It seems like San Francisco politicians have tried and failed a hundred times to get California to drop its antiquated, marm-ish notion that bars should close at 2 a.m. And state Senator Scott Wiener is trying once again, now that the pandemic is maybe almost endemic.
Wiener introduced some fresh legislation Friday, as KRON4 reports, that would permit just a handful of cities across the state to change their liquor rules to allow bars and nightclubs to stay open and keep serving until 4 a.m. Similar legislation was introduced in 2019, only to fail as these bills have many times in the last decade-plus, both under Wiener and his predecessor in the Senate, Mark Leno.
The new legislation would extend last call for booze joints in an even narrower swath of the state, excluding the major cities of San Jose, Los Angeles, and San Diego. The new bill only includes San Francisco, Oakland, West Hollywood, Fresno, Palm Springs, Cathedral City, and Coachella this time — which would mean that the gays could party late in West Hollywood while in nearby Hollywood, Santa Monica, and Silver Lake, it would still be a 2 a.m. cutoff.
The last version of the bill, which died in the Assembly in late 2019 after being revised to make it a 3 a.m. last call, included Los Angeles, Sacramento, and Long Beach along with the cities in the new version.
Wiener has a new partner in the Assembly this time, newly minted Assemblymember Matt Haney, who will hopefully help get the bill passed this time. And he’s referring to the initial seven cities named as “pilot cities,” and other cities can choose to opt in as they wish.
“If this bill sounds familiar, it’s because I’ve introduced similar legislation before,” Wiener says on Twitter. “In 2018, we got it passed through the Legislature, but then-Governor Brown vetoed it with a melodramatic prediction it would lead to “mischief & mayhem” — a good band name, if you ask me.”
“No, it won’t lead to mischief & mayhem,” Wiener says. “But it will lead to better, more diverse & more interesting nightlife in the cities that decide to participate. It will also help the nightlife sector, which has been battered by the pandemic.”
If this bill sounds familiar, it’s because I’ve introduced similar legislation before. In 2018, we got it passed through the Legislature, but then-Governor Brown vetoed it with a melodramatic prediction it would lead to “mischief & mayhem” – a good band name, if you ask me.
— Senator Scott Wiener (@Scott_Wiener) June 3, 2022
Then-Governor Brown voiced concerns, which have been promulgated by groups like Mothers Against Drunk Driving and the cops, that adding two hours to nightlife would lead to more drunk driving, but there isn’t necessarily evidence to back this up — and with the advent of rideshares, this is less and less of a potential issue. Also, advocates of the extended last call have suggested that adding more time allows drivers more possible hours in which to sober up — and could lead to less binge-drinking before the 2 a.m. cutoff.
The 2018 legislation that Brown vetoed was a rehashing of legislation that Leno had floated several times through the legislature.
Governor Gavin Newsom, himself a bar- and wine-business owner in his past, is likely to be much more inclined to sign the legislation so long as it can pass the Assembly this time.
“A few more hours, in many cases, will mean the difference for [bars and nightclubs] as to whether they’ll be able to survive,” Haney said in comments to KRON4. “This isn’t requiring anyone to do anything.
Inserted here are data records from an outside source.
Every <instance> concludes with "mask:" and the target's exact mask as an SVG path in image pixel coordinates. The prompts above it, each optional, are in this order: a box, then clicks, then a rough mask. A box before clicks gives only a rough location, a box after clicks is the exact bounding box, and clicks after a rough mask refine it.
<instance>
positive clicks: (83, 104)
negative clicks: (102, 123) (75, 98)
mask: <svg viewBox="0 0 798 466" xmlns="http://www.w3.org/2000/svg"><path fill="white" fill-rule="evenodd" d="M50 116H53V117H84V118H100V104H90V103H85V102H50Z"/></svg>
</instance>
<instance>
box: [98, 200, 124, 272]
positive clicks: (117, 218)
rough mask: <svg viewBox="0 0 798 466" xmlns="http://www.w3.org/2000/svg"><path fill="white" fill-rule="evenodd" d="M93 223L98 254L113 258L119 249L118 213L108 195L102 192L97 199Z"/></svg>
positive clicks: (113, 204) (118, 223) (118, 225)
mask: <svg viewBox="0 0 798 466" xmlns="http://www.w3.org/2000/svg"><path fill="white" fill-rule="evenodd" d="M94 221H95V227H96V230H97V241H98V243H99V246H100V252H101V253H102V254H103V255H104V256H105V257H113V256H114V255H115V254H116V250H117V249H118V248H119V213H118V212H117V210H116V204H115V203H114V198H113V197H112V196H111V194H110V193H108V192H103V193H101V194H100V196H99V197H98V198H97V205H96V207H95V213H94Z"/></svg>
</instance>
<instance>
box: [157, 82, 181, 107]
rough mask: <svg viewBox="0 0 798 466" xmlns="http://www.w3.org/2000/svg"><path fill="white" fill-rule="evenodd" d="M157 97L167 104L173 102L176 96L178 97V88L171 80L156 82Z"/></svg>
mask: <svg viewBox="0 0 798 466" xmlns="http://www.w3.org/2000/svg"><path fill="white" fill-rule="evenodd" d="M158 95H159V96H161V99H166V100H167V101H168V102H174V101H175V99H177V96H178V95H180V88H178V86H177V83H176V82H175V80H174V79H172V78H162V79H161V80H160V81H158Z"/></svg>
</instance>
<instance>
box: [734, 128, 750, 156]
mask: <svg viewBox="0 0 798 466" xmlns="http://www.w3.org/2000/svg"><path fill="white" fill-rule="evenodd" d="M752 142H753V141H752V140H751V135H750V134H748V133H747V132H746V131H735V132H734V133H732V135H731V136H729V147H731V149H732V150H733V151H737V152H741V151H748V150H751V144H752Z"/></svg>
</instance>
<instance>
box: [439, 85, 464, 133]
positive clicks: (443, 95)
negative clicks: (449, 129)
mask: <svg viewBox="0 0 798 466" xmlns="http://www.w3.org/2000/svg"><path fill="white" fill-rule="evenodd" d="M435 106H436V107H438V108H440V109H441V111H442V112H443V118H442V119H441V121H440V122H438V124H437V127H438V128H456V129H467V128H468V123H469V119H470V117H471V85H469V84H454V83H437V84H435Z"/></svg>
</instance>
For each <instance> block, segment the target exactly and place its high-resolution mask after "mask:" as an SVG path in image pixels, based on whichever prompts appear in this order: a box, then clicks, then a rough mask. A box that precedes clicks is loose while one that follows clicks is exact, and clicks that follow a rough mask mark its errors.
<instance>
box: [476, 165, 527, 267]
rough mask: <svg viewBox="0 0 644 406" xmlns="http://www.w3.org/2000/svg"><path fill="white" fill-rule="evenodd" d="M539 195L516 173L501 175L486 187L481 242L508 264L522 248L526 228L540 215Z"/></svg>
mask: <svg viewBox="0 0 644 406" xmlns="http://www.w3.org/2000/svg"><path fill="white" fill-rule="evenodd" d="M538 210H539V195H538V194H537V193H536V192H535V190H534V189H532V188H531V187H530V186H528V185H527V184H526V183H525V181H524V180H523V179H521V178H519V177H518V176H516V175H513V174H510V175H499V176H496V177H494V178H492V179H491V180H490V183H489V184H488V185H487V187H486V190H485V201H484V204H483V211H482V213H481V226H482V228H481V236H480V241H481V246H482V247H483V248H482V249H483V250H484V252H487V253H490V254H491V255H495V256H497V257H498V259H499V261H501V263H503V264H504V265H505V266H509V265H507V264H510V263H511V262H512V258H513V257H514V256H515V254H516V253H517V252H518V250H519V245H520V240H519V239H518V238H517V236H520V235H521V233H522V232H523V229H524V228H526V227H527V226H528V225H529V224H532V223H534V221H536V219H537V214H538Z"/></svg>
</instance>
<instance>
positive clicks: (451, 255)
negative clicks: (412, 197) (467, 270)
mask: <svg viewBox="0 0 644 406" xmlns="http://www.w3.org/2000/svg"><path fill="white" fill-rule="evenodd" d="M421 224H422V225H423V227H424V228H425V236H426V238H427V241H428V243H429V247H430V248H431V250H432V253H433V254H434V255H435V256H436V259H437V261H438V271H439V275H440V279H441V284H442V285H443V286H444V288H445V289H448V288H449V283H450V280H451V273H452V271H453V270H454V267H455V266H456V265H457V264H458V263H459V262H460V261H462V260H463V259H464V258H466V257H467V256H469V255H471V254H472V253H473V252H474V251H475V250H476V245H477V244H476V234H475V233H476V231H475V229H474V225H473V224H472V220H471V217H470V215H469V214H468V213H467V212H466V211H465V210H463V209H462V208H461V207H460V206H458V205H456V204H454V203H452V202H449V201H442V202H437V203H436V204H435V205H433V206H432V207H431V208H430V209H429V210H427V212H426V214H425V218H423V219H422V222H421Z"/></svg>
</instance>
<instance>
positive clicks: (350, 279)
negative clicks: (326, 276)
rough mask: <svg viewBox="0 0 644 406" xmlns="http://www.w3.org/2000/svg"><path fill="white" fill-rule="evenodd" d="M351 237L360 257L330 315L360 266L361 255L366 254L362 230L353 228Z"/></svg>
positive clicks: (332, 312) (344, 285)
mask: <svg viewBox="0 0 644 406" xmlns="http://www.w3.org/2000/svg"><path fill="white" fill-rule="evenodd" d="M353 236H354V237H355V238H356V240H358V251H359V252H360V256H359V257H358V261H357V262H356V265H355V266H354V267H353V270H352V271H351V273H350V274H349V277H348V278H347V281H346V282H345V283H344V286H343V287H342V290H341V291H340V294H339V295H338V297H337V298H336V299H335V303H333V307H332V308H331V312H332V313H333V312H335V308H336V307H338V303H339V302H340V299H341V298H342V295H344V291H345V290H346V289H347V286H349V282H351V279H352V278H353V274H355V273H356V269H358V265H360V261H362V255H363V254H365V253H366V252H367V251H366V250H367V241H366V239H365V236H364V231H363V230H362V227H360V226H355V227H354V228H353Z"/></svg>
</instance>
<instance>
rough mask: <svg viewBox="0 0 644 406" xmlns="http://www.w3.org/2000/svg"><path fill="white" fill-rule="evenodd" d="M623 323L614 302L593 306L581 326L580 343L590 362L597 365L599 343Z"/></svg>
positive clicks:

It allows seven cities including ours to have the option to do what works for them.”
And as Castro Supervisor Rafael Mandelman says, “Coming out of the pandemic, as we think about what the future of San Francisco is, about the future of our cities — cities around the world have nightlife that go past two in the morning.” And he adds that what works for rural towns in California doesn’t need to apply to big urban areas that are generally buzzing past 2 a.m. on weekends anyway.